Did you know attorney Max Stier is well-respected? Did you know he heads a well-respected, non-partisan outfit in the nation’s capital? Did you know Stier, who is well-respected, is above political activism?
Did you know Max Stier can also walk on water?
I did not know any of these things until members of the press decided this week that it was especially important to vouch for Stier’s apparently impeccable character. This comes after New York Times reporters revealed he accused Supreme Court Justice Brett Kavanaugh privately last year of drunkenly abusing a female classmate when they were all students at Yale.
For many major newsrooms, it more important to stress Stier’s good character than the fact that he is a Democratic consultant. His good character is more important than addressing the fact that he served as Bill Clinton’s attorney in the 1990s, opposite Kavanaugh, who worked for the special prosecutor going after Clinton. Stier’s good character is also a more important detail than the supposed victim in his accusation against Kavanaugh saying she has no recollection of the thing he alleges.
He is well-respected and non-partisan. So say our fearless and objective news media. I hope that settles things for everyone.
Steir is the “president of the thoroughly bipartisan and widely respected Partnership for Public Service,” Washington Post columnist E.J. Dionne Jr. wrote in an article published Sept. 15. Dionne’s Post colleague Karen Tumulty wrote two days later that Stier “heads a well-respected, nonpartisan organization in Washington.”
“He’s well-respected,” CNN’s Alyssa Camerota said Sept. 17 during a discussion of the allegation Stier brought privately to Deleware Sen.
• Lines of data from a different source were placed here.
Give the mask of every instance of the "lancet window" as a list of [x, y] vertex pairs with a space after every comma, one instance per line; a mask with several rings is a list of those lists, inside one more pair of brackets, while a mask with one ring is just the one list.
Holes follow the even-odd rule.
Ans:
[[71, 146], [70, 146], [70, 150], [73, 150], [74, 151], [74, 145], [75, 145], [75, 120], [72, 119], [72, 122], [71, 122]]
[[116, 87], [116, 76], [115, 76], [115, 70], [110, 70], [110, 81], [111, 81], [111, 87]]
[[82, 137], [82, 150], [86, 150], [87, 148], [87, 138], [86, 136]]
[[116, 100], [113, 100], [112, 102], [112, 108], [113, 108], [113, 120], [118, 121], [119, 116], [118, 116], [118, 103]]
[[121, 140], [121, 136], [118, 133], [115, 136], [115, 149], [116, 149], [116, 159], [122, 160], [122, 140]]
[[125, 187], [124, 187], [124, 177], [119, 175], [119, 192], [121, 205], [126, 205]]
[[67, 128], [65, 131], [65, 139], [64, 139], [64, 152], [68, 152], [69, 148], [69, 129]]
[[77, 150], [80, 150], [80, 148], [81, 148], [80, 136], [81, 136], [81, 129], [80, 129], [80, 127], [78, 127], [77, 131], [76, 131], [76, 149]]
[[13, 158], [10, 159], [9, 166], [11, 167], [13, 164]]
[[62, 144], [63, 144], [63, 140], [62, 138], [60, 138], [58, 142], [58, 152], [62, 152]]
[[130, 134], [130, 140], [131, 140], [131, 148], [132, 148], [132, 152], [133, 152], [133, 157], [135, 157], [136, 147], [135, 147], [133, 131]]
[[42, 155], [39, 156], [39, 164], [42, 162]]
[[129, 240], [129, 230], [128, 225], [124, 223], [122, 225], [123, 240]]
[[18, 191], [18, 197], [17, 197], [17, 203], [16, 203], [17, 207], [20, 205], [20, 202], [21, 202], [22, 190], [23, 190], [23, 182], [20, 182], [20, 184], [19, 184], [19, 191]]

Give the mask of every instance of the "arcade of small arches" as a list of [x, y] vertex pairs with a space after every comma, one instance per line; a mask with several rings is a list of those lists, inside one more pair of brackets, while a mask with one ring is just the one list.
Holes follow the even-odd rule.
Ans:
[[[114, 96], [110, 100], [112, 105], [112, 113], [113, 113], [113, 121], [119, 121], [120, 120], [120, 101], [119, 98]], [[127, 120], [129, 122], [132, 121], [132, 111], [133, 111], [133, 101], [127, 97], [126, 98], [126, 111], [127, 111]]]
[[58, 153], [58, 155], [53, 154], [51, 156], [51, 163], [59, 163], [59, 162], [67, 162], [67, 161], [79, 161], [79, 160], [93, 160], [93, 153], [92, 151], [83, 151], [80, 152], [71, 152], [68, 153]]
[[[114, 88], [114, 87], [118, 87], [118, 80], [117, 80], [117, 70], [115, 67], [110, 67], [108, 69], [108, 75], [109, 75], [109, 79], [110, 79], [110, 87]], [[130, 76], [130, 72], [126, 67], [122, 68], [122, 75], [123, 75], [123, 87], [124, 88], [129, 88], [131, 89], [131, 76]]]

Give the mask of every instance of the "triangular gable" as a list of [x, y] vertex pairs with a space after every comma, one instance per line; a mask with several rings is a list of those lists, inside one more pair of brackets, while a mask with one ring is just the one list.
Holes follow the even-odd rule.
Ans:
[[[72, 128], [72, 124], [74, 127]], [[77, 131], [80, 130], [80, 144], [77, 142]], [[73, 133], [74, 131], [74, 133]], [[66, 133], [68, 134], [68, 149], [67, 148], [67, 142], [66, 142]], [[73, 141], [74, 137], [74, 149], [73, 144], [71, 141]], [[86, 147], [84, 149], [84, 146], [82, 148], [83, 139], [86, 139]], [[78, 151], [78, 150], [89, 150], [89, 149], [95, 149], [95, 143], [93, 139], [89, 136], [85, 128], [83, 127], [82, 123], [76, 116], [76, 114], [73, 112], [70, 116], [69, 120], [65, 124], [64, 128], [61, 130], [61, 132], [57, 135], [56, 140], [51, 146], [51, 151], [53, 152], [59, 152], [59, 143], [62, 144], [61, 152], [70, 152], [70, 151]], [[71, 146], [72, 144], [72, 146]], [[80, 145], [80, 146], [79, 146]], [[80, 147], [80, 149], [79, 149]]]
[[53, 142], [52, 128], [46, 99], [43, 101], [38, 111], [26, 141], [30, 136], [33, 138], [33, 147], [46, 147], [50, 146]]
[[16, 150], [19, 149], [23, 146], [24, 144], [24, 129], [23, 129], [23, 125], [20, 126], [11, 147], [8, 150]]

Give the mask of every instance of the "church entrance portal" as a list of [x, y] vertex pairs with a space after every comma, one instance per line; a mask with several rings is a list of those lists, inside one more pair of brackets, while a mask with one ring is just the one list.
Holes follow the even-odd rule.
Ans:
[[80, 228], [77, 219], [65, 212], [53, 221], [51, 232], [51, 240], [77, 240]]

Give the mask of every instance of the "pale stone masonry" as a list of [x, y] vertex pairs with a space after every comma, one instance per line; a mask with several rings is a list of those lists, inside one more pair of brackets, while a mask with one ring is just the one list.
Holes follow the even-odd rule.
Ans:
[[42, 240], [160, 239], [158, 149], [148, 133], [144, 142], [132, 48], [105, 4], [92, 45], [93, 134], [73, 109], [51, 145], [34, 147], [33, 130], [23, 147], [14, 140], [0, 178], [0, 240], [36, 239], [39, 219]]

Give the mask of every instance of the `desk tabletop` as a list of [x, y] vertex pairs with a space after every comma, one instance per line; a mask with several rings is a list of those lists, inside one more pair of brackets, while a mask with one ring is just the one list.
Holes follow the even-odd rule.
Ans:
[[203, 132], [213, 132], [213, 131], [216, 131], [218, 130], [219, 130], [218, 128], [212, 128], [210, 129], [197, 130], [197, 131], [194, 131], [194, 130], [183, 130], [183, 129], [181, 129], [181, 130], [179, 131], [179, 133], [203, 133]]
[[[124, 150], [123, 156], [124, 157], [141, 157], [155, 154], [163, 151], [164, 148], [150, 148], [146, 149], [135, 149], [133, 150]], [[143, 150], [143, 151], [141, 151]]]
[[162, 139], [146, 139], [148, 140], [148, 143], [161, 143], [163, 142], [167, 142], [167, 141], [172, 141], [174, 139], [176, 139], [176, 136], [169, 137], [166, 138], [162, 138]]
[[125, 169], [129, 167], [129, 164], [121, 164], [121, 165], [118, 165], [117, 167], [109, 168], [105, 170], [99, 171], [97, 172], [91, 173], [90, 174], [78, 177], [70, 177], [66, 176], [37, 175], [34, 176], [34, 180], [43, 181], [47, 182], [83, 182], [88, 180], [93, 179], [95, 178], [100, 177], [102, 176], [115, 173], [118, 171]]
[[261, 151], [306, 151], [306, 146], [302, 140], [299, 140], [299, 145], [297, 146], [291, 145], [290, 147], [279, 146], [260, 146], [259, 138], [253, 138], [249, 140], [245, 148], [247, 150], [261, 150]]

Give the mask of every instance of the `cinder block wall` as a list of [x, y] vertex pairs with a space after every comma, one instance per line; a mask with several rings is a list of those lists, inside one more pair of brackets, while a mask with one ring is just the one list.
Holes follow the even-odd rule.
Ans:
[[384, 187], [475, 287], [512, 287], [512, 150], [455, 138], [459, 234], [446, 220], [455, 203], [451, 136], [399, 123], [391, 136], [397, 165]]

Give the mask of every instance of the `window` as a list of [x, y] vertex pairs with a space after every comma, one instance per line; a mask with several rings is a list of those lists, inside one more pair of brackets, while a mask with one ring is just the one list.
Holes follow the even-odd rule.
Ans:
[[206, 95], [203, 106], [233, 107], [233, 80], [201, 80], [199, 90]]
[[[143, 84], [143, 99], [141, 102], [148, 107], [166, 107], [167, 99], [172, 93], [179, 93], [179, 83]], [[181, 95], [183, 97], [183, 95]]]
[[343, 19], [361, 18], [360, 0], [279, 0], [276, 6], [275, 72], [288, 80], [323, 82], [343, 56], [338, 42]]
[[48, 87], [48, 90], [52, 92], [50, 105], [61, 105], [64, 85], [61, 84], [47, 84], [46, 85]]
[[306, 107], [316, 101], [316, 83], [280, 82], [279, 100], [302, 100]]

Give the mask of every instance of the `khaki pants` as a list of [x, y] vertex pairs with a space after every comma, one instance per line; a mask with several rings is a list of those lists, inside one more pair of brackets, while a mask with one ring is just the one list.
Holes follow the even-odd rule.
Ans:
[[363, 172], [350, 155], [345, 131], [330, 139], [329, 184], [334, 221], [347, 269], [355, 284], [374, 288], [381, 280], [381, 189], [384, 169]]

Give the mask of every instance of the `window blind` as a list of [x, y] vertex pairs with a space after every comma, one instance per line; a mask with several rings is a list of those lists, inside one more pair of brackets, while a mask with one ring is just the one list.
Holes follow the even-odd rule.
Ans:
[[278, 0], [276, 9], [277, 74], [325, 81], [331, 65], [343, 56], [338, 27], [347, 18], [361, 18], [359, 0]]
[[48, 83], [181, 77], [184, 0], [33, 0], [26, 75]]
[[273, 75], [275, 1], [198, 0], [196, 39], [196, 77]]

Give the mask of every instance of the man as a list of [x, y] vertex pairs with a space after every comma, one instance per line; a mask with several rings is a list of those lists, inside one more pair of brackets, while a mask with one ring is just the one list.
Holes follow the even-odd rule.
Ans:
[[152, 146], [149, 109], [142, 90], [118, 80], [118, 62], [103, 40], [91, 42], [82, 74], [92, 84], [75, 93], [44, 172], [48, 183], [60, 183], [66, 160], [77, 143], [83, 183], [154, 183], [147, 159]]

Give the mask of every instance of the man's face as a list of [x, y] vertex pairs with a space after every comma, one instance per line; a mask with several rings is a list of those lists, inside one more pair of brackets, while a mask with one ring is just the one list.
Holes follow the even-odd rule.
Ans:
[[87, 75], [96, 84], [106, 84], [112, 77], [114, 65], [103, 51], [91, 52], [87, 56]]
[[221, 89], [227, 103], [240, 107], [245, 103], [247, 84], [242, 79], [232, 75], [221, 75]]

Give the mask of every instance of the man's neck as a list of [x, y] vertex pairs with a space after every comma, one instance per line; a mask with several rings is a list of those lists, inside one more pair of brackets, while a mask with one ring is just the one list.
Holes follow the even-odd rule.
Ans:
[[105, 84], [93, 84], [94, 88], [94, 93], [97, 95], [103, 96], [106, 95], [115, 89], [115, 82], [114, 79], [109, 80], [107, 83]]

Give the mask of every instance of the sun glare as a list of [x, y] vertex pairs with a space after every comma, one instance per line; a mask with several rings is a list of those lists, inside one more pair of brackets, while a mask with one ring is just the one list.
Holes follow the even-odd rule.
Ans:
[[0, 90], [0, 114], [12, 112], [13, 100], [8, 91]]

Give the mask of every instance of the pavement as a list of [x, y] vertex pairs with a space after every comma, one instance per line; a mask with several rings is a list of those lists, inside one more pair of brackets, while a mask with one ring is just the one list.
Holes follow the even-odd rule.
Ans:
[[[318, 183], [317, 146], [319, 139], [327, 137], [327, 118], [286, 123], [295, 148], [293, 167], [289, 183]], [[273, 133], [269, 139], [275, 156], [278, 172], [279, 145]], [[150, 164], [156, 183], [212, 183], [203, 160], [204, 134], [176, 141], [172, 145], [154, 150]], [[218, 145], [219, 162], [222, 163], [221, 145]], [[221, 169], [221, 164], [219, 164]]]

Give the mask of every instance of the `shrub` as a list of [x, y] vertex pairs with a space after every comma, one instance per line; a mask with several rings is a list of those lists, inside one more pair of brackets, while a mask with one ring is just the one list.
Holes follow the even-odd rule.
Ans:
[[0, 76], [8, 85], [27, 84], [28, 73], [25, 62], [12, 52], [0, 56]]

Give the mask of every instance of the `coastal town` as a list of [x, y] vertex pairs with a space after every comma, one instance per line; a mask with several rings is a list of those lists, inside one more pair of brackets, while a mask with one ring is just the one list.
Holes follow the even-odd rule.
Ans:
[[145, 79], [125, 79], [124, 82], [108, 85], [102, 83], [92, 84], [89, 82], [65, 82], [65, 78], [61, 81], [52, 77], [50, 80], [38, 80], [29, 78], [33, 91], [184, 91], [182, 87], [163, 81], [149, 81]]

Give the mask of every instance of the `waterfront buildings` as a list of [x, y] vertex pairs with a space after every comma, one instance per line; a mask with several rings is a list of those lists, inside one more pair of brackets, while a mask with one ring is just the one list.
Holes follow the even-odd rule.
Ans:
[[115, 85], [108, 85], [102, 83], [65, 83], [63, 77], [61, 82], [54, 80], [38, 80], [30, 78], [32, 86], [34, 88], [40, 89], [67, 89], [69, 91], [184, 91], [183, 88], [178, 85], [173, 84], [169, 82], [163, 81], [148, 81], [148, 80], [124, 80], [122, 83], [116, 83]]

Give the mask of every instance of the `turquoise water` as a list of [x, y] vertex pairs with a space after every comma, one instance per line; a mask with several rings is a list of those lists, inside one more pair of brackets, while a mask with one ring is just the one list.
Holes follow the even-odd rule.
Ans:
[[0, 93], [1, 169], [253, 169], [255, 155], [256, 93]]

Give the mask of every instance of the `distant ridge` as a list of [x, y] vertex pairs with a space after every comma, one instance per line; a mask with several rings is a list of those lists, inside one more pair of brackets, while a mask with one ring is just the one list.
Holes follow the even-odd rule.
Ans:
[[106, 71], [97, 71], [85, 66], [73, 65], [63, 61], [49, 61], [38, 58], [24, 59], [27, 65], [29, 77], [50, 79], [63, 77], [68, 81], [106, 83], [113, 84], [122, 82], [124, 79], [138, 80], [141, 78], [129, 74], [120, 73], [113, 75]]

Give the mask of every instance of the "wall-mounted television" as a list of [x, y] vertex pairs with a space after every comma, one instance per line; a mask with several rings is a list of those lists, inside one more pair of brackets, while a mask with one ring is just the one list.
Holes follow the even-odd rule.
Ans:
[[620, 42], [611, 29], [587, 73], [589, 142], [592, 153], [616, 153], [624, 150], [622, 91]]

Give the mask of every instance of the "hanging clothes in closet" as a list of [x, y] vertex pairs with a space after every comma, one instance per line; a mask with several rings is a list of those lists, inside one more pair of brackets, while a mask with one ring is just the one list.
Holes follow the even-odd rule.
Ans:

Chris Coons during the 2018 Kavanaugh confirmation hearings.
Elsewhere that same day, Kate Kelly, who is one of the two New York Times reporters who revealed the attorney’s behind-the-scenes involvement in the Kavanaugh hearings, said also on CNN that the Democratic consultant is “very respected, good governance advocate in Washington,” adding further that, “Because of Stier’s respected stature in Washington, and because he runs this bipartisan group, we deem it to be credible information.”
USA Today‘s Washington Bureau chief Susan Page said later during a Fox News panel discussion that Stier is “a respected person” and a “respected bipartisan person,” who she “didn’t realize [worked] for a Democratic president.” Oops!
“Eyewitnesses often get attacked by supporters of the one whose conduct was witnessed,” tweeted former director of the U.S. Office of Government Ethics and frequent MSNBC contributor Walter Shaub. “[A]nd Before that happens, I’d like to add that Max Stier is well respected by both sides of the aisle, nonpartisan, smart and absolutely devoted to good government without regard to who’s in power.”
The New Yorker’s notoriously unreliable Jane Mayer also noted on social media that Stier “is no slouch of a witness — he is a Rhodes Scholar, Stanford Law grad, fmr. Supreme Court Clerk, runs a bipartisan center for public service and is the star of Michael Lewis’ last book.” True to form, Mayer had to add in a follow-up note, “Evidently Max Stier was in Kavanaugh’s class at Yale, clerked for Justice David Souter but isn’t a Rhodes Scholar, so correcting and updating.”
Philadelphia Daily News columnist Will Bunch complained also that federal agents did not question “the respected head of a D.C.-area non-profit, Max Stier.”
“I know Max Stier. He is scrupulously honest and nonpartisan,” tweeted Washington Post columnist Jennifer Rubin.
What these commentaries all have in common, aside from hero worship, is that they are curiously silent regarding Stier’s professional background.
Meanwhile, Kelly and her Times colleague, Robin Pogrebin, describe Stier in their new book, The Education of Brett Kavanaugh: An Investigation, as “a respected thought leader on federal government management issues in Washington as the founding president and chief executive of the Partnership for Public Service.” An excerpt from their book published last weekend in the Times’ Sunday Review section describes Stier merely as an individual who “runs a nonprofit organization in Washington.” A follow-up Times report characterizes him only as a man “who now runs a nonprofit organization in Washington.”
This effort to hide the ball from the reader is itself an indication that something is wrong with the reporting.
The fact that the man has a long track record of serving Democrats, even working opposite the very man he now accuses of misconduct, is somehow just a minor detail we are supposed to ignore or overlook. After all, would a well-respected man ever lie to you?